Cat only started offering autonomous vehicles less than five years ago. The industry is still in the early stages of automation with autonomous trucks only accounting for a couple hundred of the 8-9,000 mining trucks operating around the world.
About 90 of the company’s 793F autonomous trucks are in operation at three different mine sites, said Jag Samaraweera, sales support consultant, mining technology at a live demonstration in Tucson. Before the end of the year, that number will reach 100.
“They’ve moved about 550 million tonnes autonomously in five years’ time and they’ve done that, most proudly, safely,” Samaraweera said.
The trucks have operated alongside manned trucks without a single lost-time accident.
“Being able to run manned and autonomous trucks together in the same site is a key differentiator that we’ve got with MineStar,” Samaraweera said at the demo, as the visitors watched autonomous trucks in operation: waiting their turns to get into position to be loaded, and detecting and avoiding other vehicles or hazards in their paths.
Caterpillar’s MineStar technology platform, which consists of a suite of applications including fleet management, safety, equipment health monitoring and other applications, can be used to optimize an entire mine site, whether it’s manned or unmanned.
At the MineStar Command Centre next to the demonstration area, visitors got a glimpse at how autonomous vehicles work so seamlessly. It starts with a “Builder” at the mine site office, who builds a virtual mine plan that the trucks follow. The builder can customize truck operations according to conditions and act as a trouble shooter – for example, accounting for weather conditions or telling the trucks to avoid a developing pothole in its path. The trucks can also “see” what around them and avoid obstacles with the help of LiDAR (light detecting and ranging) technology and Cat Detect.
In addition, when manned vehicles are working side by side with autonomous vehicles, the operator of the manned vehicle can take control of the autonomous vehicle – telling it when it can enter an area and when to leave and go to the next point.
While only the 793F truck is fully autonomous now, soon all large Cat mining trucks will be available with autonomous operation.
Semi-autonomous operation of drills and LHDs has been available from Caterpillar for some time, and an autonomous solution for drills will be available in first quarter 2018. Semi-autonomous operation of dozers is in trials at four mine sites now.
Autonomy itself, however, is not really the goal – consistency is.
Eliminating variability has cascading benefits: For example, in drilling and blasting, when all holes are drilled to the exact same level, you will end up with a level surface to drive on right away, McGinnis noted.

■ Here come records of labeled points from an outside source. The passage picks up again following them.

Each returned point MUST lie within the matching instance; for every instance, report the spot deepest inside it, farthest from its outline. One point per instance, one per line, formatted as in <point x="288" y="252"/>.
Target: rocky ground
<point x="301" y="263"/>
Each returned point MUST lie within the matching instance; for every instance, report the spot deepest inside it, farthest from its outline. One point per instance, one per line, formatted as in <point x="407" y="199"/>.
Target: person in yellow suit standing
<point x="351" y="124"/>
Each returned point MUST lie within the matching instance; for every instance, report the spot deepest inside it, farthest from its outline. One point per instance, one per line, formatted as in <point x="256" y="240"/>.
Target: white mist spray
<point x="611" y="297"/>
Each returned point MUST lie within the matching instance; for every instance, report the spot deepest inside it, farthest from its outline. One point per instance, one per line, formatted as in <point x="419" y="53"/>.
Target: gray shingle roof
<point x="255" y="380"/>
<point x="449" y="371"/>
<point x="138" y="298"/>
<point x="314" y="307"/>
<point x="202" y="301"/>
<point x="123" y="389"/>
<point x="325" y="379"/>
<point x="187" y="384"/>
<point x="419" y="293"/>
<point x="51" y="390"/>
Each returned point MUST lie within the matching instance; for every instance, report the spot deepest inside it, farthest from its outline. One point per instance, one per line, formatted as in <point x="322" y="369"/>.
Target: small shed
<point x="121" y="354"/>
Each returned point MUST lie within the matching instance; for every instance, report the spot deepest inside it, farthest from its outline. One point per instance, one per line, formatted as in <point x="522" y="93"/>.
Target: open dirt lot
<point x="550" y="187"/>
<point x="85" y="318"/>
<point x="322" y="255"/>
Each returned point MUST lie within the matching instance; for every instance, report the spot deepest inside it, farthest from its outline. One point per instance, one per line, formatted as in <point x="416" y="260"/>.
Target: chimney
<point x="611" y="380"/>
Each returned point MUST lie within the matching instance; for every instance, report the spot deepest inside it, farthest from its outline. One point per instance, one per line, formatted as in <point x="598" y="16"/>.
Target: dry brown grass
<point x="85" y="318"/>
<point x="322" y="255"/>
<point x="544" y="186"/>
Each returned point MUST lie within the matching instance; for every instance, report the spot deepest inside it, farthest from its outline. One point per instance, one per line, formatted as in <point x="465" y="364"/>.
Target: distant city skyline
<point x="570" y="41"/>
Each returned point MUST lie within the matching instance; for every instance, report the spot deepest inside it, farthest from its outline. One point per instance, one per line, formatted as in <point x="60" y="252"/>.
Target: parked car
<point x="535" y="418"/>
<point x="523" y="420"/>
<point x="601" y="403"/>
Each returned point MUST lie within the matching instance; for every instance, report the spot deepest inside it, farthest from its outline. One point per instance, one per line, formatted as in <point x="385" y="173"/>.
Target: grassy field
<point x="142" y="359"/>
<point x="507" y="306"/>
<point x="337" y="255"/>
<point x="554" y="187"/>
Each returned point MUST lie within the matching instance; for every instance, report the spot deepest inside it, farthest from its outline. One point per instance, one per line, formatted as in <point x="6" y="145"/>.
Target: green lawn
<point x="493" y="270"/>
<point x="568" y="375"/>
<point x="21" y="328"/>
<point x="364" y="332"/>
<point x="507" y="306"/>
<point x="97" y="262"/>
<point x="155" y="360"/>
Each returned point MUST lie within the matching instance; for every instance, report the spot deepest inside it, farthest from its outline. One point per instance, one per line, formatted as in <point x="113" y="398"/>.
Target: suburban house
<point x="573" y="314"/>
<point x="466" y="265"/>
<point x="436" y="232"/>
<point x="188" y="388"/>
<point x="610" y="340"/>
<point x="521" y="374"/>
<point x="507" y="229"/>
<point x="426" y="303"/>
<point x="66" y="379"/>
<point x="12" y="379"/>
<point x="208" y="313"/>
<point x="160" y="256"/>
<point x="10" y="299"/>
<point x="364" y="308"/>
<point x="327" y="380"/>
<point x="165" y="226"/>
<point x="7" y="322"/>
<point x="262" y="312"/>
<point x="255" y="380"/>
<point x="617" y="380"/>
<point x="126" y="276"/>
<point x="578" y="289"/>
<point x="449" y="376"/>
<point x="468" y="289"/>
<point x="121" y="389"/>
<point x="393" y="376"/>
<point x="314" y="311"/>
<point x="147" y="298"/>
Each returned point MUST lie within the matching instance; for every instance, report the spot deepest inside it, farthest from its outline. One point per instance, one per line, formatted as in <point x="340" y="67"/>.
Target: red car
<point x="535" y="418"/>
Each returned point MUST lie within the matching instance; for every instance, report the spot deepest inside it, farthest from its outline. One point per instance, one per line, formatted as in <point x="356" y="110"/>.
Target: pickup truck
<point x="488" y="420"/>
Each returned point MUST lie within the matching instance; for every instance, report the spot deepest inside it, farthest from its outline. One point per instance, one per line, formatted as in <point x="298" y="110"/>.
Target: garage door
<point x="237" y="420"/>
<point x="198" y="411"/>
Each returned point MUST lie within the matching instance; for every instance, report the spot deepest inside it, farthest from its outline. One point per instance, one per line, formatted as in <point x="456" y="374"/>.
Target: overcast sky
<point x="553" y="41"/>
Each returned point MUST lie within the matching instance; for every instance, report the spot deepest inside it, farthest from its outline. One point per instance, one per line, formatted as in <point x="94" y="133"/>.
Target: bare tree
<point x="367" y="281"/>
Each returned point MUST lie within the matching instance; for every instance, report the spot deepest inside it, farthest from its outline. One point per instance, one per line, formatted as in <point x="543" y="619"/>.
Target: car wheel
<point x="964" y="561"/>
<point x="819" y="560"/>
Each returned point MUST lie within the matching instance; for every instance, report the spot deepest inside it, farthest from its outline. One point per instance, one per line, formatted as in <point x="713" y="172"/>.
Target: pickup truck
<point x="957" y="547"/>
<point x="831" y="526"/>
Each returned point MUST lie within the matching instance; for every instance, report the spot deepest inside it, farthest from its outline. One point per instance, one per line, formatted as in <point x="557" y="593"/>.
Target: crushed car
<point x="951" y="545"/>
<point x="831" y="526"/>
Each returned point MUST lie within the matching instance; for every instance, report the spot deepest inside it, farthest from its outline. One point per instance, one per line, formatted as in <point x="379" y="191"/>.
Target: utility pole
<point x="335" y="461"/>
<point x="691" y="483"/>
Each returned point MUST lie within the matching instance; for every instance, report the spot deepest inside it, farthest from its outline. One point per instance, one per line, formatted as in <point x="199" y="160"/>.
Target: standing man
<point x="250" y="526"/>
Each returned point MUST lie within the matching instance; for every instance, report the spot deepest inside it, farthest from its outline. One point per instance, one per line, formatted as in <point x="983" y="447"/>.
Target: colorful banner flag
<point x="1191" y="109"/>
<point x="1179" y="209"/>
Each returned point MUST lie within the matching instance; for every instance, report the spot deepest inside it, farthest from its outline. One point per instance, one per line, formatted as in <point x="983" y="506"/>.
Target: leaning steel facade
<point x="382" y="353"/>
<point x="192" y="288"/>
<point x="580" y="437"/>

Overall, there’s about a 34% productivity and value improvement possible in drilling and blasting through automation, he said, including savings in capex, the cost of explosives, faster cycles and reduced maintenance, and increased and consistent crusher throughout.
In loading and hauling, the productivity improvement is even greater, up to 40%, through improved throughput, shortened dump times, and increased payload capacity.
Cat is also working on extending the benefits of automation to smaller mines, with the launch of NextGen MineStar in 2018. The platform will allow smaller mines to leverage digital information and intelligence.